The usv-playpen GUI assumes usage of DAS for identifying vocalizations in audio recordings. To do this, one first needs to train a model on the data of interest (i.e., social interactions with vocal output). Explaining how to do this is beyond the scope of this text, so we will assume you already have a model ready for running inference.

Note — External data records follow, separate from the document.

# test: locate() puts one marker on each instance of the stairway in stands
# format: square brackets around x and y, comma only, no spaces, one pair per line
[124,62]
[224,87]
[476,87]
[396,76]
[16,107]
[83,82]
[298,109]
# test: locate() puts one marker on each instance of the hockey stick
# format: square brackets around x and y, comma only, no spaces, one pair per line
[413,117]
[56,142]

Since the average office PC does not necessarily have GPU-capabilities, it is advised to run DAS inference on a high-performance computing cluster, as these usually have GPU-capabilities and allow for the parallelization of the inference process. The usv-playpen GUI allows you to run the process locally (which can be time consuming), and it provides you with a shell script you can modify for cluster usage (/usv-playpen/other/cluster/DAS/das_inference_global.sh).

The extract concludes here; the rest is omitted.